Recently, the association of parasite infection with cancer risk has attracted much attention. For instance, parasitization by liver flukes, such as Opisthorchis viverrini and Clonorchis sinensis, has been suggested to confer cholangiocarcinoma susceptibility [33,34]. Infection by another parasite, Anisakis, may increase gastric or colon adenocarcinoma risk [35]. Schistosoma haematobium infection has been reported to play a role in genesis and development of bladder cancer [36]. Thus, parasite infection as a risk factor for malignancy may be of interest and value for research in this field. To the best of our knowledge, the present meta-analysis is the first to address the possible relationship between T. gondii infection and leukemia risk, and it provides new insights into research on cancer etiology.

The mechanisms by which T. gondii initiates tumorigenesis are unclear. Reports showed that T. gondii can export miRNAs into its host cell, which might regulate the hosts’ gene expression, and thus cause cancer onset [37]. By modifying host miRNA expression, T. gondii infection has been reported to initiate and develop brain carcinoma [38]. Since the genes involved in apoptosis or anti-apoptosis were both targeted by the differentially-expressed miRNAs, the change in balance of power between the miRNAs targeting host apoptosis genes and those modulating host anti-apoptosis genes leads to the fate of the host apoptosis process [39]. The above evidence might be helpful in elucidating the roles of T. gondii in the genesis of leukemia. However, the evidence addressing the mechanisms is rather sparse. Future studies are needed to provide more precise evidence.

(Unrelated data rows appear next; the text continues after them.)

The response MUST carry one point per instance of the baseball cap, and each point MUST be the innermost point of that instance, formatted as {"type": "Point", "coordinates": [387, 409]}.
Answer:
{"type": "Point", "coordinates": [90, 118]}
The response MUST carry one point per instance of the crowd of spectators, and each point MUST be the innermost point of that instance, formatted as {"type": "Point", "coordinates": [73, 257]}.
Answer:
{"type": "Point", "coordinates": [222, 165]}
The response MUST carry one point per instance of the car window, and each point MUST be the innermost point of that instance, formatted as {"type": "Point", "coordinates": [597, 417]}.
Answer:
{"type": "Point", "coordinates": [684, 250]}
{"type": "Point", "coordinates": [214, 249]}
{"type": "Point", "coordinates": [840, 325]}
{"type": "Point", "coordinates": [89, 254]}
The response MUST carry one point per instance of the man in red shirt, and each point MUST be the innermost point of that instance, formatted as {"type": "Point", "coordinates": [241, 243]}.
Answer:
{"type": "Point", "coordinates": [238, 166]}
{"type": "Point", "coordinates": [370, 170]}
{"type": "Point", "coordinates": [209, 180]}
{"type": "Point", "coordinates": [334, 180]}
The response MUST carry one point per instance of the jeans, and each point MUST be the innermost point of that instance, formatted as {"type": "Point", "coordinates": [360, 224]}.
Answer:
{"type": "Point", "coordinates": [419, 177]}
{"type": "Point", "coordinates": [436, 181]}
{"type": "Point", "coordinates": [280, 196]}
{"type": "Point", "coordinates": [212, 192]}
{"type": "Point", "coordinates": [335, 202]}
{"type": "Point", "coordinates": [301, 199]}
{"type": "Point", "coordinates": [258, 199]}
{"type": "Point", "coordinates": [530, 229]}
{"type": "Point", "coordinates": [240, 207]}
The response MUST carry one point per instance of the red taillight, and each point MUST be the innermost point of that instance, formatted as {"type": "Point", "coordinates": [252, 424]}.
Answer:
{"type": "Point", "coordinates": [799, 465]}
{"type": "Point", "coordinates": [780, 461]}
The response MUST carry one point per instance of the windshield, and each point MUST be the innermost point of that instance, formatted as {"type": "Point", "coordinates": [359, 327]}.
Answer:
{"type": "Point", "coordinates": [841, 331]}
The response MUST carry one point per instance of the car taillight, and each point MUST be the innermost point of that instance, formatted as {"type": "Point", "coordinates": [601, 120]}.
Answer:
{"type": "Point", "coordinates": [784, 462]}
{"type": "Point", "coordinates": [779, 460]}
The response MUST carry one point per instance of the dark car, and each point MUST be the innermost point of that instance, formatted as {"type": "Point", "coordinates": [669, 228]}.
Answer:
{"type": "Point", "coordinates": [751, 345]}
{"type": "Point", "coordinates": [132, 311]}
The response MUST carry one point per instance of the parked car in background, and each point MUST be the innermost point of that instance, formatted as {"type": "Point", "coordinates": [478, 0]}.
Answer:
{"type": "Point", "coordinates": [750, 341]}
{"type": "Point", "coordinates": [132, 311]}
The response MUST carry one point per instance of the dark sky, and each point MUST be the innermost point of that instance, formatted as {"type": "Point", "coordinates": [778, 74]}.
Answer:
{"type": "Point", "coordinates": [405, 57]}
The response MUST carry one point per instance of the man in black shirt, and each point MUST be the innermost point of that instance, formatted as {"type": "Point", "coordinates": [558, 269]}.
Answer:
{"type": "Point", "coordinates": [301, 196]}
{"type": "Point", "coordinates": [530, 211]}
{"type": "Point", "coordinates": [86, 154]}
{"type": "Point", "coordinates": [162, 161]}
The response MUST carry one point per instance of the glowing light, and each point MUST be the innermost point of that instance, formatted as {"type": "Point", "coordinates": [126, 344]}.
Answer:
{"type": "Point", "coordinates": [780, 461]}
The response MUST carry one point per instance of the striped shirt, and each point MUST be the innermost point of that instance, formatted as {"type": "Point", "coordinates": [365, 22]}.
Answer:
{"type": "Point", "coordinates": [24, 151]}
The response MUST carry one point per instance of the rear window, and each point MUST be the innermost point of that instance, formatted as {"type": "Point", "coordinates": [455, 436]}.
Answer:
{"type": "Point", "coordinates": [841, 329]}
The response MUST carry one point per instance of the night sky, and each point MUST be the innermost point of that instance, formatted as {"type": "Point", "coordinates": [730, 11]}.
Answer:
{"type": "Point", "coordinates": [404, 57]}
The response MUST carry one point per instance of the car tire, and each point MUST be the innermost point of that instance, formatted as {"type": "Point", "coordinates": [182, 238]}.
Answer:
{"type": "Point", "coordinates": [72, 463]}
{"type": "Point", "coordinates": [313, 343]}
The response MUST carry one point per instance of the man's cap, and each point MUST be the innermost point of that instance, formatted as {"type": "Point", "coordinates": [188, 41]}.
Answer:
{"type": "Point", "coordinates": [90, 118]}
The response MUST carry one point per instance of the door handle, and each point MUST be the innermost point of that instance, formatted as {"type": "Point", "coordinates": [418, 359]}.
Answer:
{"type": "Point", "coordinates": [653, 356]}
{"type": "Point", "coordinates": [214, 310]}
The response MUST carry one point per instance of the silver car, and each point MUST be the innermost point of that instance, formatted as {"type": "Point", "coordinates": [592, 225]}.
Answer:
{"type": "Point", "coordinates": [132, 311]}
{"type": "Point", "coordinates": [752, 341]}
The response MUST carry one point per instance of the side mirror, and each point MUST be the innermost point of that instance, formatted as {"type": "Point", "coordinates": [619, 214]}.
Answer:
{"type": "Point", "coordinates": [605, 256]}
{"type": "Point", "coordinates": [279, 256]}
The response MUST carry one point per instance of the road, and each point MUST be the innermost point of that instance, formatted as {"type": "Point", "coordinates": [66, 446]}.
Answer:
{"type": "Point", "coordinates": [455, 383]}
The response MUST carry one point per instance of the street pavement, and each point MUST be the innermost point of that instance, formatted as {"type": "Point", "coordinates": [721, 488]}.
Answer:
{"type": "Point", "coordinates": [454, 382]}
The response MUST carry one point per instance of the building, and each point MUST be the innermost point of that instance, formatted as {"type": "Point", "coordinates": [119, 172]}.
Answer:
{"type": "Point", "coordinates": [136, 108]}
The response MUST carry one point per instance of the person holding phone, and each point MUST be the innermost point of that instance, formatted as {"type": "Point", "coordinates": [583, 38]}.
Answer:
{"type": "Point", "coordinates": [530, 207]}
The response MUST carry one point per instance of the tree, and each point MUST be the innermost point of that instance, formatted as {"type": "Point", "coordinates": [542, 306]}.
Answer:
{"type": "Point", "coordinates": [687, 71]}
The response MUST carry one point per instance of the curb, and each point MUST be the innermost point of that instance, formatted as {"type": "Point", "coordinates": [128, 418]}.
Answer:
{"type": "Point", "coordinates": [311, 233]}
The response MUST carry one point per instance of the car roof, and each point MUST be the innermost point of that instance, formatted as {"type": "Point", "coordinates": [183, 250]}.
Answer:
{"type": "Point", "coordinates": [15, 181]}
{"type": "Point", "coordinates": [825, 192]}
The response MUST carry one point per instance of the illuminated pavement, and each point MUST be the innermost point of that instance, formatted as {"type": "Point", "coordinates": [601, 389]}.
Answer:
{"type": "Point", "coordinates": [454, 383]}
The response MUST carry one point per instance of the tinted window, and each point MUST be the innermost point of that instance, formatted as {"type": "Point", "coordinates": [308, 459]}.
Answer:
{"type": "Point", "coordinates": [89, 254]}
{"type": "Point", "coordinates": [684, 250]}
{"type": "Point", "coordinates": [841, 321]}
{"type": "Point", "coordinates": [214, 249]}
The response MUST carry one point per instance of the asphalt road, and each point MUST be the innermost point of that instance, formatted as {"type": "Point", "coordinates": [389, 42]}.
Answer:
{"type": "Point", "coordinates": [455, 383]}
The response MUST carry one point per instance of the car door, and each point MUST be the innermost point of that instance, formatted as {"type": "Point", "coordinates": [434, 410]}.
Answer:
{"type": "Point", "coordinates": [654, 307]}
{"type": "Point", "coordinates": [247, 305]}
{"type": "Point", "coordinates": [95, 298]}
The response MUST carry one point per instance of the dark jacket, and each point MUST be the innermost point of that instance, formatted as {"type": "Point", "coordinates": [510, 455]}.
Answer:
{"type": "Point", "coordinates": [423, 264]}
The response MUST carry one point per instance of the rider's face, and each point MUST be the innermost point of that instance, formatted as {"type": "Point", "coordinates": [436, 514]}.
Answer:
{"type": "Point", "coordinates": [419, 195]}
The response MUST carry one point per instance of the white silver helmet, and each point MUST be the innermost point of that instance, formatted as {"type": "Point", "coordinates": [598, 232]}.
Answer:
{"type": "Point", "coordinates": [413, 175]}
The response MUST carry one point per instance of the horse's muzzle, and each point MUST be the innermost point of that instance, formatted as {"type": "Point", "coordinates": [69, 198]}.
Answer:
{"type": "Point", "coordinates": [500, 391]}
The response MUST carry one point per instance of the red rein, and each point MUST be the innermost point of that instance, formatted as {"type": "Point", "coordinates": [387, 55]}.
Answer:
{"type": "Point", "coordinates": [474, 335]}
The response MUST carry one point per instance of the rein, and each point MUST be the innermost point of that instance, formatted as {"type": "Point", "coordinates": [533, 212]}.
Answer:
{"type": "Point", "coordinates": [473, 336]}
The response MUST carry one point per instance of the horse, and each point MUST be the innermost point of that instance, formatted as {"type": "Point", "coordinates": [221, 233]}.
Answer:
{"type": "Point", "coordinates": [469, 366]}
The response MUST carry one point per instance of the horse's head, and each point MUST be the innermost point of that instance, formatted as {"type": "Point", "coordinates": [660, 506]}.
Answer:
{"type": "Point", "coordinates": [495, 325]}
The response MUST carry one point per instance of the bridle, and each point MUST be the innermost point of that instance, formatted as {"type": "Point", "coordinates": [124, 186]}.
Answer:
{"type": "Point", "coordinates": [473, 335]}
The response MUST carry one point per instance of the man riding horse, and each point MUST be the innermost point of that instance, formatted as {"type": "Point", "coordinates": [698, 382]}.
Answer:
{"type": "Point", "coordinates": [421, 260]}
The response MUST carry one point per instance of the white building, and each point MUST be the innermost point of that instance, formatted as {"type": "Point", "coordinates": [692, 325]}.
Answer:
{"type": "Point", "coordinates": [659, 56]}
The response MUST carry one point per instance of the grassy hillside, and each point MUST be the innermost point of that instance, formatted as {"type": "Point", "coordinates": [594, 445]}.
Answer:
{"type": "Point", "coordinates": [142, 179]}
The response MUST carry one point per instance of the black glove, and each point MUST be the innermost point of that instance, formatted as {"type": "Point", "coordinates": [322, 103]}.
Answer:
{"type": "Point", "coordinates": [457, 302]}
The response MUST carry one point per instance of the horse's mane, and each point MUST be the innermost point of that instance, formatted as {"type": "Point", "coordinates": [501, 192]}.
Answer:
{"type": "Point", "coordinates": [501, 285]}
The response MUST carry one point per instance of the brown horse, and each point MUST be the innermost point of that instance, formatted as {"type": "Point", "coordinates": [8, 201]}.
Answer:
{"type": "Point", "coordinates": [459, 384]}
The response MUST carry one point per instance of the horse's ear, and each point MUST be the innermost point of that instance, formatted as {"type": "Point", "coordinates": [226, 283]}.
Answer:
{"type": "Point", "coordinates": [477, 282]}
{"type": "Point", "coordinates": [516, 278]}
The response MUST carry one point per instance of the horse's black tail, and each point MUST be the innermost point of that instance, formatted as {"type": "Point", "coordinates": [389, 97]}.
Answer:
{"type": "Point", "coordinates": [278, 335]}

Considering that hospital-based controls were patients with other benign disorders that might have an association with T. gondii infection, we conducted subgroup analysis stratified by source of controls. Nevertheless, the results of the 2 subgroups were consistent with the overall data, indicating that source of controls probably did not affect the results. Moreover, Toxoplasma DNA was used as a target for detection in some studies, while in other studies Toxoplasma Ig G was used. Similarly, subgroup analysis regarding detection target also indicates little influence of this factor on the overall results.

Several limitations must be considered in the present meta-analysis when interpreting the results. First, only studies written in Chinese and Turkish were included because papers in English did not meet the inclusion criteria. Most included studies were conducted in China, leading to possible selection bias. This might be because T. gondii infection mainly affects people in low- or middle-income countries [6], such as China and Turkey. Second, the types of leukemia were not specified in all included studies. Since the biological characteristics and clinical features are different between acute leukemia and chronic leukemia, and between lymphocytic leukemia and myeloid leukemia, it will be necessary to increase the sample sizes and divide the cases according to the clinical type in future primary studies. Third, the controls in most included studies were not well-matched to the cases, and this might have affected the accuracy of the estimates. Furthermore, as shown in our previous paper [4], genetic factors might exert an influence on the susceptibility to leukemia. Whether T. gondii infection interacts with genetic factors and contributes to leukemia risk remains uncertain. This subject could not be assessed in the present meta-analysis because this interesting point has not been evaluated in the primary literature. Since T. gondii might influence host gene expression, ethnic variation may play a role in the pathogenesis of leukemia. Therefore, studies in different geographic areas and involving different ethnicities are needed to obtain a more reliable estimate.

Conclusions

The results of the present meta-analysis indicate that T. gondii infection might have an association with increased leukemia risk. These interesting results may be helpful in research on leukemia etiology. Studies in different regions and ethnicities, with large sample sizes, together with basic laboratory studies, are warranted to confirm this association and explore the potential molecular mechanisms.